L'entreprise vend le vêtement et le module. Les fonctionnalités de base de l'application sont gratuites mais les clients d'E-Wear Solutions peuvent payer un abonnement mensuel pour accéder à des services supplémentaires. Pour l'instant, Damartex refuse de communiquer sur les objectifs de sa filiale en termes de chiffre d'affaires. "Nous sortirons notre premier produit, un débardeur, au printemps 2018. Nous devons encore travailler sur sa résistance au lavage. Pour l'instant, le prototype peut être passé 40 à 50 fois à la machine sans détérioration de la qualité du signal. Au-delà, le vêtement perd en conductivité. Nous voudrions atteindre les 70 lavages avant la commercialisation", détaille Loic Delecroix.
Le premier prototype de vêtement connecté pour les résidents des Ehpad sera testé sur le terrain à partir d'avril prochain
Damartex se concentre à 100% sur le troisième âge avec E-Wear Solutions. "Nous voulons axer notre communication autour de cette cible", affirme le dirigeant de la jeune pousse. Mais ce marché est loin d'être monolithique. "Nous visons trois type de clientèle différents. La première sont les jeunes seniors actifs, qui vivent chez eux et qui ont besoin d'un coach bien-être. Nous nous concentrons d'abord sur ce marché grand public, c'est à eux que s'adresse notre premier produit", détaille le PDG d'E-Wear Solutions.
L'entreprise veut deuxièmement proposer ses vêtements connectés aux établissements d'hébergement pour personnes âgées dépendantes (Ehpad). Elle rencontre actuellement des structures de ce type en France, en Belgique, au Pays-Bas et au Royaume-Uni pour identifier les problématiques auxquelles ils font face. "L'un de leurs principaux problèmes est le suivi des résidents la nuit lorsque les équipes sont réduites", indique-t-il. La mesure de certains paramètres physiologiques effectuée grâce à des vêtements connectés non-invasifs pourrait permettre aux équipes soignantes de se concentrer sur les seniors ayant un réel besoin de soins, sans perdre de temps à les identifier. "Pour convaincre ces potentiels clients, nous devons faire la preuve de l'efficacité de nos technologies, d'où cette première cible grand public", poursuit-il. Le premier prototype de vêtement connecté pour les résidents des Ehpad sera testé sur le terrain à partir d'avril prochain.

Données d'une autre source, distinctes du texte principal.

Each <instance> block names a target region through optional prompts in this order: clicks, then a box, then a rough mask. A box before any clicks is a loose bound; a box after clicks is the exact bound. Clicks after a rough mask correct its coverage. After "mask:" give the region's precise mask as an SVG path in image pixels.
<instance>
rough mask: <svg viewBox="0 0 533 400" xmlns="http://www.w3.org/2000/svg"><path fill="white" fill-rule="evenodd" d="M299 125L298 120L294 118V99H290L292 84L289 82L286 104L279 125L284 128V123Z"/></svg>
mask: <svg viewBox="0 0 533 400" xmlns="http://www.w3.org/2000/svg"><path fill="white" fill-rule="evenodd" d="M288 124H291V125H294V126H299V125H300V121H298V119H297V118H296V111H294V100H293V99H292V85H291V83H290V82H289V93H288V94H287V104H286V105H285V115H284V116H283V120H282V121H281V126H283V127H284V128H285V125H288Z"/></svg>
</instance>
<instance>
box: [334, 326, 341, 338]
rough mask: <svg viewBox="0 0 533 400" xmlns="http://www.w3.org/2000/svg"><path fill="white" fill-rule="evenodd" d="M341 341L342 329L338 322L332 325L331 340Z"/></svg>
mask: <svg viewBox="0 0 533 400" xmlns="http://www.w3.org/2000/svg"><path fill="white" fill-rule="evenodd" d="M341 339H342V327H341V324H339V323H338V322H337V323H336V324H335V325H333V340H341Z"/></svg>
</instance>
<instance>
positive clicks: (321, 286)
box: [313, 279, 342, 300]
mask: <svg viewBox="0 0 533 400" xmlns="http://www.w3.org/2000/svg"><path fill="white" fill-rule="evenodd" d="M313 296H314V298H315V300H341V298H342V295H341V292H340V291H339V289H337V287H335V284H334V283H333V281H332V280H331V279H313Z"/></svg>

E-Wear Solutions et sa maison mère souhaitent enfin vendre des solutions à des seniors en perte d'autonomie, mais qui vivent encore chez eux. Les vêtements connectés de la marque pourraient permettre au personnel soignant de suivre à distance leur état de santé et d'être prévenu immédiatement en cas de problème. "Il y a aujourd'hui 600 000 places dans les Ehpad en France. D'ici 2040, 375 000 personnes supplémentaires seront dépendantes. Il est peu probable que le nombre de places en structure double d'ici là. Ce type de suivi à distance devrait donc se généraliser, surtout au vue du coût élevé des séjours dans ces établissements" (2 300 euros par mois en moyenne pour le seul hébergement, sans compter le prix des soins), estime Loic Delecroix.